To begin using Cloudera Impala:
- Set any necessary configuration options for the Impala services. See Modifying Impala Startup Options for details.
- Start one instance of the Impala statestore. The statestore helps Impala to distribute work efficiently, and to continue running in the event of availability problems for other Impala nodes. If the statestore becomes unavailable, Impala continues to function.
- Start one instance of the Impala catalog service.
- Start the main Impala service on one or more DataNodes, ideally on all DataNodes to maximize local processing and avoid network traffic due to remote reads.
Starting Impala through Cloudera Manager
If you installed Impala with Cloudera Manager, use Cloudera Manager to start and stop services.

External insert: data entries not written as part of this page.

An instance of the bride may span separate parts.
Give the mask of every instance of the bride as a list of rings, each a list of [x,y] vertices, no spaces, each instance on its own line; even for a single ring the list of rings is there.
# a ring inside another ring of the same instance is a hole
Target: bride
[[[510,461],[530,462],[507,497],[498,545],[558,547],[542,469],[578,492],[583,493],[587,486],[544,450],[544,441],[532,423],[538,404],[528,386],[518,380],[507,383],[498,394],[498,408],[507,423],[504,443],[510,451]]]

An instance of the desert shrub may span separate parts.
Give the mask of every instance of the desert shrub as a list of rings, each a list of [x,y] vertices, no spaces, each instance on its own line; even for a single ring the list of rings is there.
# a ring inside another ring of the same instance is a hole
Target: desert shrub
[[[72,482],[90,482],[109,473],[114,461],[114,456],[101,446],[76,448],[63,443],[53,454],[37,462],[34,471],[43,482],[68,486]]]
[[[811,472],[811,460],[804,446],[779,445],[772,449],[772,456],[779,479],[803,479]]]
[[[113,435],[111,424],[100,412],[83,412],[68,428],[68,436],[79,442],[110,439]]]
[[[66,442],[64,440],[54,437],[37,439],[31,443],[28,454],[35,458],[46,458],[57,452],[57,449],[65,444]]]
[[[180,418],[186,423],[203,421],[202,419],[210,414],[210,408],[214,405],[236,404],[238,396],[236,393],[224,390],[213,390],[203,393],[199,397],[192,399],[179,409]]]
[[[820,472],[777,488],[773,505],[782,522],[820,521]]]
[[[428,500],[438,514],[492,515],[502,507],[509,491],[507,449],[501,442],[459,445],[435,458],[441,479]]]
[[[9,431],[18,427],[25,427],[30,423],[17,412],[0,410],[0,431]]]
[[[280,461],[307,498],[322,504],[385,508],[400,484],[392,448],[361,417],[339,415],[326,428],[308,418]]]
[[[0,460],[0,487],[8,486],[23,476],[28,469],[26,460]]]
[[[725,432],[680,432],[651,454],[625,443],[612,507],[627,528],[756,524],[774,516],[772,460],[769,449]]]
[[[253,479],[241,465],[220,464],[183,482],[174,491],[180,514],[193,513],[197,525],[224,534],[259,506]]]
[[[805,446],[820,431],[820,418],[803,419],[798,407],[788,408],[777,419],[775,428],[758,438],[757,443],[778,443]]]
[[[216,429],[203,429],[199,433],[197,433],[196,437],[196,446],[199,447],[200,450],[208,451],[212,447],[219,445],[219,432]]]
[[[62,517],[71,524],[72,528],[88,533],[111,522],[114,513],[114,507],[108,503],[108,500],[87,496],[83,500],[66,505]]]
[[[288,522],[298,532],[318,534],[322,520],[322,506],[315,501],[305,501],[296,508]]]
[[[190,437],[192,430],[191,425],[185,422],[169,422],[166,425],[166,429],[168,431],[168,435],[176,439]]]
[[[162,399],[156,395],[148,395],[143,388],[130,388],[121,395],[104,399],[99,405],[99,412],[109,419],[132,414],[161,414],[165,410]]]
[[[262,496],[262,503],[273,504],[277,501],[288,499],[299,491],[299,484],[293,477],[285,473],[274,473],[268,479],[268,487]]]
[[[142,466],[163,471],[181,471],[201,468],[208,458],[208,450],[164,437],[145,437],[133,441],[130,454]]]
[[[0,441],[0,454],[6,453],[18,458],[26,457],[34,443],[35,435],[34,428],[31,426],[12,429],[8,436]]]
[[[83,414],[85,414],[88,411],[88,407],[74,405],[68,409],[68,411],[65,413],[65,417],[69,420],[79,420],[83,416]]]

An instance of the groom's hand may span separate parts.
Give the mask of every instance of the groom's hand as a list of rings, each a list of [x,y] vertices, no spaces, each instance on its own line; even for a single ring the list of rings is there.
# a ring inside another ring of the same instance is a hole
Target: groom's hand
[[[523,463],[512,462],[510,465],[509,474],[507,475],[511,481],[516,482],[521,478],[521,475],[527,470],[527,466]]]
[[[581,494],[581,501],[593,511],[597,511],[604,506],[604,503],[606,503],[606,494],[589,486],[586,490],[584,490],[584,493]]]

The Cloudera Manager GUI is a convenient way to check that all services are running, to set configuration options using form fields in a browser, and to spot potential issues such as low disk space before they become serious. Cloudera Manager automatically starts all the Impala-related services as a group, in the correct order. See the Cloudera Manager Documentation for details.
Starting Impala from the Command Line
To start the Impala state store and Impala from the command line or a script, you can either use the service command or you can start the daemons directly through the impalad, statestored, and catalogd executables.
Start the Impala statestore and then start impalad instances. You can modify the values the service initialization scripts use when starting the statestore and Impala by editing /etc/default/impala.
Start the statestore service using a command similar to the following:
$ sudo service impala-state-store start
Start the catalog service using a command similar to the following:
$ sudo service impala-catalog start
Start the Impala service on each data node using a command similar to the following:
$ sudo service impala-server start